Nvidia Launches Groq 3 Inference Chip for AI Agents

Nvidia launched the Groq 3 language processing unit at its GTC 2026 conference in San Jose, California. The chip is engineered specifically for AI inference in multi-agent systems, delivering ultra-low latency and massive throughput.

The Groq 3 LPU features 40 petabytes-per-second of bandwidth and integrates into dedicated LPX server racks with 256 processors. It’s designed to handle million-token contexts and support up to 1,500 tokens-per-second-critical for machine-to-machine AI communication.

Nvidia acquired Groq Inc.'s technology in a $20 billion deal, bringing on founder Jonathan Ross and President Sunny Madra. The Groq 3 acts as a co-processor to Nvidia’s new Rubin GPUs, enhancing performance across trillion-parameter models.
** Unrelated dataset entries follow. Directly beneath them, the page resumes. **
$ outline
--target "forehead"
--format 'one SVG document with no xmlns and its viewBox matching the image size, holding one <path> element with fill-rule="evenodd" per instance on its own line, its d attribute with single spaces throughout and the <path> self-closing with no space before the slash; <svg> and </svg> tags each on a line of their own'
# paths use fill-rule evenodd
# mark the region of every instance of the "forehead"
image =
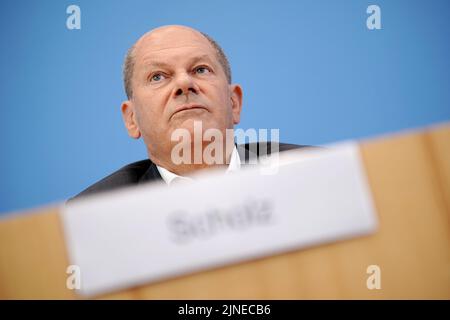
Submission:
<svg viewBox="0 0 450 320">
<path fill-rule="evenodd" d="M 216 54 L 209 41 L 194 30 L 154 31 L 139 39 L 135 47 L 137 64 L 178 62 L 200 56 L 214 60 Z"/>
</svg>

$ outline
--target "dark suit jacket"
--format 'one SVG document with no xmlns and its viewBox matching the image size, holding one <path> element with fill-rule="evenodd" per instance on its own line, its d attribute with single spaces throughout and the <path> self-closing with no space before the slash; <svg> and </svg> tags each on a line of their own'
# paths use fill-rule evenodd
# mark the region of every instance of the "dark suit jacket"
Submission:
<svg viewBox="0 0 450 320">
<path fill-rule="evenodd" d="M 308 146 L 300 146 L 295 144 L 280 143 L 279 152 L 291 149 L 303 148 Z M 260 143 L 246 143 L 237 145 L 239 157 L 242 162 L 249 162 L 252 158 L 258 158 L 260 154 L 271 154 L 271 144 L 267 142 Z M 256 154 L 255 151 L 256 150 Z M 266 150 L 266 152 L 264 152 Z M 244 161 L 245 160 L 245 161 Z M 148 183 L 151 181 L 162 180 L 156 165 L 149 159 L 130 163 L 109 176 L 94 183 L 86 188 L 78 195 L 70 200 L 78 199 L 87 195 L 92 195 L 99 192 L 122 188 L 130 185 Z M 70 201 L 69 200 L 69 201 Z"/>
</svg>

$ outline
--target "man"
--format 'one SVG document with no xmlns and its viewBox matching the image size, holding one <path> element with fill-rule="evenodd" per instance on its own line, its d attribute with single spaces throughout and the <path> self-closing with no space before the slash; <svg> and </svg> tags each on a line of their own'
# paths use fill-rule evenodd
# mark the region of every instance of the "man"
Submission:
<svg viewBox="0 0 450 320">
<path fill-rule="evenodd" d="M 242 88 L 231 83 L 228 60 L 209 36 L 185 26 L 164 26 L 146 33 L 127 53 L 124 83 L 128 100 L 122 103 L 123 120 L 130 137 L 143 138 L 149 159 L 121 168 L 75 198 L 161 179 L 170 185 L 205 168 L 236 171 L 241 162 L 258 156 L 259 144 L 234 143 Z M 208 130 L 221 133 L 221 141 L 215 141 L 222 146 L 215 154 L 221 161 L 174 161 L 174 148 L 180 144 L 174 141 L 174 133 L 184 130 L 194 136 L 198 124 L 202 135 Z M 195 154 L 208 143 L 198 145 L 186 139 L 181 142 L 182 153 Z M 256 155 L 248 151 L 254 146 Z M 279 150 L 297 147 L 280 144 Z M 261 149 L 266 150 L 266 144 Z"/>
</svg>

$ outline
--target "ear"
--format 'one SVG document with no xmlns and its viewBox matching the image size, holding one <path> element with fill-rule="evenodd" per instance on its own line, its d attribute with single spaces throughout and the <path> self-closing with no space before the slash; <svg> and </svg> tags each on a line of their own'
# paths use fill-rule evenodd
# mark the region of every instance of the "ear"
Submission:
<svg viewBox="0 0 450 320">
<path fill-rule="evenodd" d="M 233 115 L 233 124 L 241 121 L 242 111 L 242 88 L 238 84 L 230 84 L 231 91 L 231 112 Z"/>
<path fill-rule="evenodd" d="M 138 123 L 136 121 L 136 112 L 133 102 L 130 100 L 122 103 L 122 118 L 125 127 L 128 130 L 128 135 L 131 138 L 139 139 L 141 137 L 141 131 L 139 130 Z"/>
</svg>

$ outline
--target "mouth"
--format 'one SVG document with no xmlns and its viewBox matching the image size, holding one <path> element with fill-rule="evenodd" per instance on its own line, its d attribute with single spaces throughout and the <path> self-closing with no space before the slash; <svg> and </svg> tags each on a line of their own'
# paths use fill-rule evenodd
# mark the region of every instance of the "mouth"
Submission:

The Vera Rubin NVL72 rack combines Rubin GPUs and new Vera CPUs, optimized for agentic AI. Paired with Groq 3, the system delivers 35 times higher throughput per megawatt and 10 times greater revenue potential, according to Nvidia's Ian Buck.

Five new server racks were announced, including dedicated CPU, storage (Bluefield-4 STX), and networking (Spectrum-6 SPX) systems. Demand is surging as hyperscalers like AWS, Google, Microsoft, and Meta plan $650 billion in data center spending this year.

Nvidia’s data center revenue hit $193.5 billion in fiscal 2026, up from $116.2 billion the prior year. The Groq 3 positions Nvidia to dominate the next wave of AI infrastructure.